SGK’da, son iki yılda açıkta artış var

Gelirleri giderlerini karşılayamadığı için açık veriyor. Tabii bütçe transferleriyle sosyal güvenlik açığını da karıştırmamak lazım çünkü Sosyal Güvenlik Kurumuna birçok görev veriliyor. 5 puan işveren teşvikinden tutun da makam tazminatı ödemesine kadar varan, SGK’nın hazineden olan alacakları oluyor, onlar da bütçe transferi arasında yer alıyor.

Son iki yılda açıkta bir artış var. Rakamları da vereyim. 2015 yılında 11,4 milyar lira, 2016’da 20,7 milyar liraya yükseliyor. 2017’nin sekiz ayında bir önceki yılın açığını aşan bir rakamla karşı karşıyayız.

Devlet prim katkısına rağmen. 2016’da 46,5 milyar lira devlet prim katkısı -SGK’nın raporlarına göre- 2017 yılının ilk sekiz ayında 33,5 milyar lira. Millî gelire oran açısından baktığımız zaman, 2002 yılında yüzde 2,27 imiş bütçe açığının millî gelire oranı.

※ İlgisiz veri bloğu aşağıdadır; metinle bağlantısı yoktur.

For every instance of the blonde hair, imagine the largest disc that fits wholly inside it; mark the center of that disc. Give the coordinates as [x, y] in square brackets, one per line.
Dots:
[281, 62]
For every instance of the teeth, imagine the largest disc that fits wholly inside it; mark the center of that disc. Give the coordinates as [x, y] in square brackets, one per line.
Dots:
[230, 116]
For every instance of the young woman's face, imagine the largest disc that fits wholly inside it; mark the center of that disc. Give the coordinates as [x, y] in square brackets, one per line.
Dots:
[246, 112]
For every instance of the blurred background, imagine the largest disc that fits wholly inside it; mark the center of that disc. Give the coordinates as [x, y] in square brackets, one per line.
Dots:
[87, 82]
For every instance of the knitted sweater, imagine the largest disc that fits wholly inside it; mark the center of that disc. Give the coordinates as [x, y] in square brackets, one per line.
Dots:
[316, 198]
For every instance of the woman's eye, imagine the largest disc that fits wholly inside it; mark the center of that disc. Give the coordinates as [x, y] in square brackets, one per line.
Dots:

SGK, Prim alacaklarını zamanında tahsil edemiyor

Tabii Sosyal Güvenlik Kurumunun en büyük sorunlarından birisi de bu prim alacaklarını zamanında tahsil edememesi ki Sayıştayın raporunda bir rakam dikkatimi çekti, 30 Kasım 2016 itibarıyla 45,2 milyar liralık alacak icra takibinde. Ayrıca, yine 2016 yılı sonu itibarıyla 45,7 milyar liralık alacak.

Kanunla, sigortalılara tanıdığımız, bir anlamda da vazgeçtiğimiz alacak var. Sonradan ihya edilip diriltilebilir ama vazgeçtiğimiz alacak var, 45,7. Özellikle BAĞKUR’lular, sağlık yardımından yararlanamaz duruma düşmemeleri için borçlarını sildirebiliyorlar. Daha sonra tabii cari prim üzerinden tekrar diriltebiliyorlar.

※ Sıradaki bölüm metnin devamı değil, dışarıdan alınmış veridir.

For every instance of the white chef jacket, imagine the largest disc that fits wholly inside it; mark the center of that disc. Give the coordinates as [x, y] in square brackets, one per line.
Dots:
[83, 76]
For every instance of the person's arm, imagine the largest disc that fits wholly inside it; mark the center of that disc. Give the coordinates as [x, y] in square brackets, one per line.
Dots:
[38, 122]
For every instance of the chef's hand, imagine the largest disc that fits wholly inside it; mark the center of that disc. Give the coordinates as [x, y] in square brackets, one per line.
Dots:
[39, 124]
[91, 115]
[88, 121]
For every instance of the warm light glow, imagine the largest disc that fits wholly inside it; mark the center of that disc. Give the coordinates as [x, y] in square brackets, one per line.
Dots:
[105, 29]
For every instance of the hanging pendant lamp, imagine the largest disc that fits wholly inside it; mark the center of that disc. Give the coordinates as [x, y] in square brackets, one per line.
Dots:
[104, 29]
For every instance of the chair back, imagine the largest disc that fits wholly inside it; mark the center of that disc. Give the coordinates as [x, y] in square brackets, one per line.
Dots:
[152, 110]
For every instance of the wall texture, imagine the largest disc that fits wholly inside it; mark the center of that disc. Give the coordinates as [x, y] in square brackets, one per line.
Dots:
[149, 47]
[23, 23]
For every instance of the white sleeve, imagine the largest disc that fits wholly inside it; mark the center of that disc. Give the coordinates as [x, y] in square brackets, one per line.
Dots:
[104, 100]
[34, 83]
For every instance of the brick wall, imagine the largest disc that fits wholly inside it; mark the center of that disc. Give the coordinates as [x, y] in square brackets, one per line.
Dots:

Sigortalılar sürekli af beklentisi içinde

Tabii bu sürekli yeniden yapılandırma düzenlemeleri bir anlamda alışkanlık hâline de geldi.  Sigortalılar sürekli af beklentisine girdiği için düzenli prim ödeme alışkanlığına maalesef çok büyük zarar verdi. Şu anda da yine çok büyük miktarda kurumun birikmiş alacağı var.

Sosyal Güvenlik Kurumu bütçesini, ağırlaştıran bir unsur da sağlık harcamaları. 2002 yılında 7,6 milyar, 2016’da 68 milyar liraya çıkmış, Kurumun kayıtlarına göre. Tabii bu sağlık harcamalarındaki artışlarla ilgili sigortalılara, emeklilere çıkarılan bir de fatura var, katılma payları. Bir anlamda bu yük çalışanlara ve emeklilerin üzerine fatura edilmiş durumda. Sağlık sistemi bir anlamda paralı hâle getirilmiş durumda.

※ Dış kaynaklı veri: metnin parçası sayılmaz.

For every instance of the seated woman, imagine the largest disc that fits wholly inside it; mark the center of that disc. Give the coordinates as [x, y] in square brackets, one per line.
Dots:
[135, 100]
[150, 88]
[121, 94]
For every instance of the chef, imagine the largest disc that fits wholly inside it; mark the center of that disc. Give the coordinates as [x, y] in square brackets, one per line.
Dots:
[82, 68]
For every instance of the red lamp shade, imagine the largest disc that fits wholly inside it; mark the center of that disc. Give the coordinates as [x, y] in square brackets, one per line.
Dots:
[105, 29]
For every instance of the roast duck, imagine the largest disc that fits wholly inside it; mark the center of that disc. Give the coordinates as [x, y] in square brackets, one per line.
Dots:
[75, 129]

Asgari ücretlilerin tamamı,  emeklilerin de büyük çoğunluğu açlık sınırının altında.

Emeklilerimizin ve asgari ücretlilerin çoğu açlık sınırının altında.TÜRK- İŞ’in en son yayınladığı araştırmaya göre, baktığımız zaman, açlık sınırı 1.544 lira, yoksulluk sınırı 5.030 lira. Bu rakamlara baktığımız zaman asgari ücretlilerin tamamının, emeklilerin de büyük çoğunluğunun açlık sınırı altında olduğunu söyleyebiliriz. Yoksulluk sınırına hepsi giriyor zaten.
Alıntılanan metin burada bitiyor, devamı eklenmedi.